Message par Asperzebre le Dim 30 Oct 2016 - 9:30

Tant que les délais ne sont pas atteints, ça passe encore Smile
Elle m'a dit "un mois" le 12 Octobre, je m'attend à les avoir environ le 12 Novembre, à plus où moins 1 semaine.
Vers le 8-10 Novembre, si les résultats ne sont toujours pas là, je pense que l'attente deviendra pénible, mais bon...je sais être patient en général.

Ce qui me tracasse le plus, c'est que la psy n'a pas répondu à mon dernier mail qui était pourtant très important.
Elle disait manquer d'infos sur mon enfance pour me faire passer l'échelle australienne, qui est un point important du diagnostic Asperger.
Elle me pensait Asperger, mais hésitait, et le fait de ne pas avoir d'infos sur mon enfance était un point important dans la balance pour aller vers un non-diagnostic (pas me dire "vous n'êtes pas Asperger", mais me dire "on ne peut pas l'établir avec certitude, alors on va vous orienter vers quelque chose d'autre dans lequel vous serez reconnu sans difficulté", en l’occurrence 'troubles du comportement social').

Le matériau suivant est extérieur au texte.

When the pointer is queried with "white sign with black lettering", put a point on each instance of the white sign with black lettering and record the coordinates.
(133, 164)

Pour les besoins du diagnostic, j'ai fait passer le test à ma mère (je l'ai mis au courant finalement, et ça s'est très bien passé, un soulagement).
J'ai envoyé il y a une semaine les réponses de ma mère à la psy, par mail, pour aider dans le diagnostic.
Les réponses sont 'positives', c'est à dire que j'ai  une moyenne de environ 4/6 à l'échelle australienne, et si on en croit ce qui était écrit sur le site où j'ai été passer le test, à partir de 2/6 de moyenne ça oriente vers le profil Asperger, les gens 'normaux' répondant 0 où 1 à presque tout le questionnaire.

Je n'ai pas eu de réponse à mon mail, j'espère que la psy l'a lu.
Ce n'est pas le fait de ne pas avoir de réponse qui me gène, c'est le fait de ne pas avoir la certitude que mon mail ait été pris en compte.
Je me met maintenant à craindre qu'elle ne le lise pas, qu'elle fasse son bilan sans l'échelle australienne, et qu'elle conclue qu'il est impossible de me diagnostiquer Asperger à cause de l'absence de cette échelle australienne.
Un simple 'OK je vais regarder ça' m'aurait ôté mes doutes.